A little more explanation. Lets say you had a mailing and street address on a signup form. Would you just copy the fields via javascript and store the duplicated addresses? Or would you NULL out one of the addresses and have some field somewhere that signifies to look at the other (street) address?
The 'same_as' is kind of a smell because now I can't export that data and read it as easily, the database schema becomes more complex.
On the other hand if you just duplicate the data, the signup process is easier because you just duplicate the data, but when they update their profile you have to some how make sure edits to the mailing address also take affect to the street address (if they are supposed to be the same)
So something like
Code: Select all
if( $mailing->equals( $street ) ) // would internally compare all the strings or something.
{
... then update both identically ..
}
else
{
.. then update them independantly
}
vs having a
'same_as' column.
The first option you create a code smell, the latter is a database smell. How do you deal with this pattern? I have it happening for all sorts of concepts other then addresses. Should I treat this concept uniformly throughout the system?
Or what strategies do you use to isolate this kind of implementation detail, so it can be changed in one place later.
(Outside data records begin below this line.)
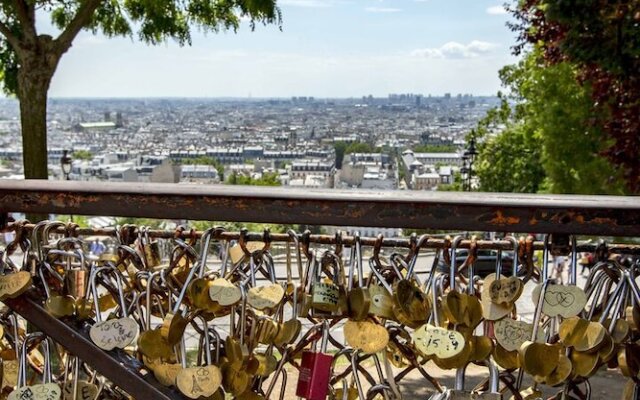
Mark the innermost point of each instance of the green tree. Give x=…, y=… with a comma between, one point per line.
x=205, y=160
x=601, y=40
x=339, y=148
x=29, y=59
x=360, y=147
x=267, y=179
x=548, y=143
x=435, y=148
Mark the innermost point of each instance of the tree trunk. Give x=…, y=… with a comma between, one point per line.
x=34, y=78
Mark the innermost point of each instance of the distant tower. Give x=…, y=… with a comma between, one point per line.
x=293, y=138
x=119, y=123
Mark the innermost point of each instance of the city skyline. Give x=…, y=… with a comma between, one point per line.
x=327, y=49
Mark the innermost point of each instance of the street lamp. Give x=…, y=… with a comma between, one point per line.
x=65, y=163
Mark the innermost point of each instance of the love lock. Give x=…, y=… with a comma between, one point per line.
x=43, y=391
x=459, y=393
x=315, y=369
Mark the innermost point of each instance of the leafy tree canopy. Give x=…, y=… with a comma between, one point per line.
x=29, y=59
x=601, y=39
x=435, y=148
x=548, y=142
x=267, y=179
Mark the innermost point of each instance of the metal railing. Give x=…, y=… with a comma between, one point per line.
x=496, y=212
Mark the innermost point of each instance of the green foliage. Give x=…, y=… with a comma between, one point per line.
x=340, y=148
x=28, y=60
x=435, y=148
x=601, y=40
x=510, y=162
x=82, y=155
x=455, y=186
x=267, y=179
x=547, y=143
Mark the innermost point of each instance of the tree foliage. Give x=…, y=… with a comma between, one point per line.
x=267, y=179
x=29, y=59
x=602, y=40
x=435, y=148
x=547, y=142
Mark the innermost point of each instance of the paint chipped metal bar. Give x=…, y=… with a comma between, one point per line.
x=499, y=212
x=347, y=240
x=116, y=365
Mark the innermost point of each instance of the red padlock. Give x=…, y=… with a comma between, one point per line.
x=315, y=370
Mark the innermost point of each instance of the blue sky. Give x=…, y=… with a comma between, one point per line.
x=327, y=48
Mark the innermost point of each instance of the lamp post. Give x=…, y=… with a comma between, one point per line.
x=66, y=163
x=468, y=158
I guess the former psuedo code may not be a smell, and may be a good way to isolate the implementation detail, but I can't quite wrap my head around how I would do it in all layers ( from javascript in the UI down to the data schema in the storage layer). I mean I've done it 100x thats no problem, but how do I avoid creating a bunch of boilerplate code?
For example I have a form that asks for each person: phone, email, address, first & last name, job title, etc...
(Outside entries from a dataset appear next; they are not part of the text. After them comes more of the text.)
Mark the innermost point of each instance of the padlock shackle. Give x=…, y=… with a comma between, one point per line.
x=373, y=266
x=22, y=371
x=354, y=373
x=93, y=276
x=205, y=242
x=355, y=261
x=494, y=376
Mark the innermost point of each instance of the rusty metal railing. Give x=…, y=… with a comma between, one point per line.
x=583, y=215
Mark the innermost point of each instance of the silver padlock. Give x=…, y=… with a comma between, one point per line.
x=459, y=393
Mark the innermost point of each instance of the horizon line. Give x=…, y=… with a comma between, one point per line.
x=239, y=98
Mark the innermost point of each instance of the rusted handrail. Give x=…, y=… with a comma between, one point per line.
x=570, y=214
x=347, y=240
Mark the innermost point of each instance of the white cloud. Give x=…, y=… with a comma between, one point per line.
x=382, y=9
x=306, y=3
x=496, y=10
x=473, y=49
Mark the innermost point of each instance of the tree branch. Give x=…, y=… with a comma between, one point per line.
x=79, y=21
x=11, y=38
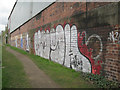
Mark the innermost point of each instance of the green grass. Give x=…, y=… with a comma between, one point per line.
x=13, y=74
x=65, y=77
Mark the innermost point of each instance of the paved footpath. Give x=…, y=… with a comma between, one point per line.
x=37, y=77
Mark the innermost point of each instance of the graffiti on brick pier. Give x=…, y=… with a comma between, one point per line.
x=65, y=45
x=21, y=39
x=114, y=37
x=27, y=42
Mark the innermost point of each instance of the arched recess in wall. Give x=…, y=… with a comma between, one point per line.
x=60, y=44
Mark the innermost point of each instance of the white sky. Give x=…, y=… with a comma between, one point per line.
x=5, y=9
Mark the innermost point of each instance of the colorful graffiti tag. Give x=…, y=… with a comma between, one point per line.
x=65, y=45
x=114, y=37
x=27, y=42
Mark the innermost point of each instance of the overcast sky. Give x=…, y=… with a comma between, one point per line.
x=5, y=9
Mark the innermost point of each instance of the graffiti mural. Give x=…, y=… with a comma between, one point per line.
x=21, y=39
x=65, y=45
x=16, y=41
x=27, y=42
x=114, y=37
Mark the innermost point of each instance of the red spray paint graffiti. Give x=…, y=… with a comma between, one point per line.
x=88, y=53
Then we ask this information for several people:
The main contact person
The person filling out the form
The person who will be using the services,
etc...
For each of these steps they should be able to easily tell us it is the same person, and we should be able to handle the data in a professional and robust way. In the legacy system all the data was just duplicated, and updating the 'mailing address' caused the addresses to no longer be synched up ( the user would have to know he was supposed to update both addresses when it changed)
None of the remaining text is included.